Since Australians began ticking boxes in the same-sex marriage postal plebiscite, the ‘yes' vote has been regularly touted as a clear winner.

It had an air of inevitability, like Winx winning a third straight Cox Plate.

But suddenly, a group of academics at Griffith University have bucked the trend.

Analysing Twitter opinion, they have come to the conclusion that in fact, the ‘no' vote will edge ahead in a tight finish.

One of the problems with predicting poll outcomes is that people are often reluctant to say out loud what they really think about issues

David Tuffley and Bela Stantic used the same advanced data analysis techniques that correctly predicted Donald Trump's presidential election win in 2016.

And from studying more than 458,000 tweets, they believe the ‘yes' voters will only make up 49% of the returned ballots when the poll closes on November 7.

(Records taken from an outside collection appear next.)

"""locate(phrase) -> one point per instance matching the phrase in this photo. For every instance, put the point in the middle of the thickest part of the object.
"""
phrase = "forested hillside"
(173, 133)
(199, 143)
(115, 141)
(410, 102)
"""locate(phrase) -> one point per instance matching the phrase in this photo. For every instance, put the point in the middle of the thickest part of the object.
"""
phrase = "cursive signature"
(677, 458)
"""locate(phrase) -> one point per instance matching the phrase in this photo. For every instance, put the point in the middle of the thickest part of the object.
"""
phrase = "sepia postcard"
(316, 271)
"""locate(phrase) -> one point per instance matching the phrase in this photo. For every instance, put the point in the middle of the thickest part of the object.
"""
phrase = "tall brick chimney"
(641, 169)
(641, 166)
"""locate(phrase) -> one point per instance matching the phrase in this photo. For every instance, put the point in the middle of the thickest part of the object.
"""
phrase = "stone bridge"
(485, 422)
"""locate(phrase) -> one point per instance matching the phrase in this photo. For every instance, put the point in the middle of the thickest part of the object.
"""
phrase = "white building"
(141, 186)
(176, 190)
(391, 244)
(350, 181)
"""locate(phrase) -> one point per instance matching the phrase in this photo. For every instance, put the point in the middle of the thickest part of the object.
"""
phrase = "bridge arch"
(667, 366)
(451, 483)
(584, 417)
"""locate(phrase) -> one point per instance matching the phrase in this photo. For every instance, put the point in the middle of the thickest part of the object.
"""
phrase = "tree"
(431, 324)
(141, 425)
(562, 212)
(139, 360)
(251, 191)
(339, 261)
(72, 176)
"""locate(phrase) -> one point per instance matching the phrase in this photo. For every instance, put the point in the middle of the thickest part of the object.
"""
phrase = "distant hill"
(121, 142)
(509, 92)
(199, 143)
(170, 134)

While 72% of tweets favoured same-sex marriage, less than 15% were sent by people over the age of 55, the Griffith University study shows.

Then, when the pair took the sentiment of unique users into account, the adjusted ‘yes' vote figure went from 72 to 57%.

Finally, when they took into account the low proportion of tweets from people over 55, and matched it against the 36% of the voter pool they represent, the support for ‘yes' dropped to 49%.

The pair said a major factor behind their predicted swing was the constraints of political correctness.

“So it is likely to be a close-run result, much closer than the earlier polls suggested, and leaning in the direction of ‘no',” Professor Stantic and Mr Tuffley said.

“One of the problems with predicting poll outcomes is that people are often reluctant to say out loud what they really think about issues.

“What people say online can often be more accurate than what they say to each other in this age of political correctness.”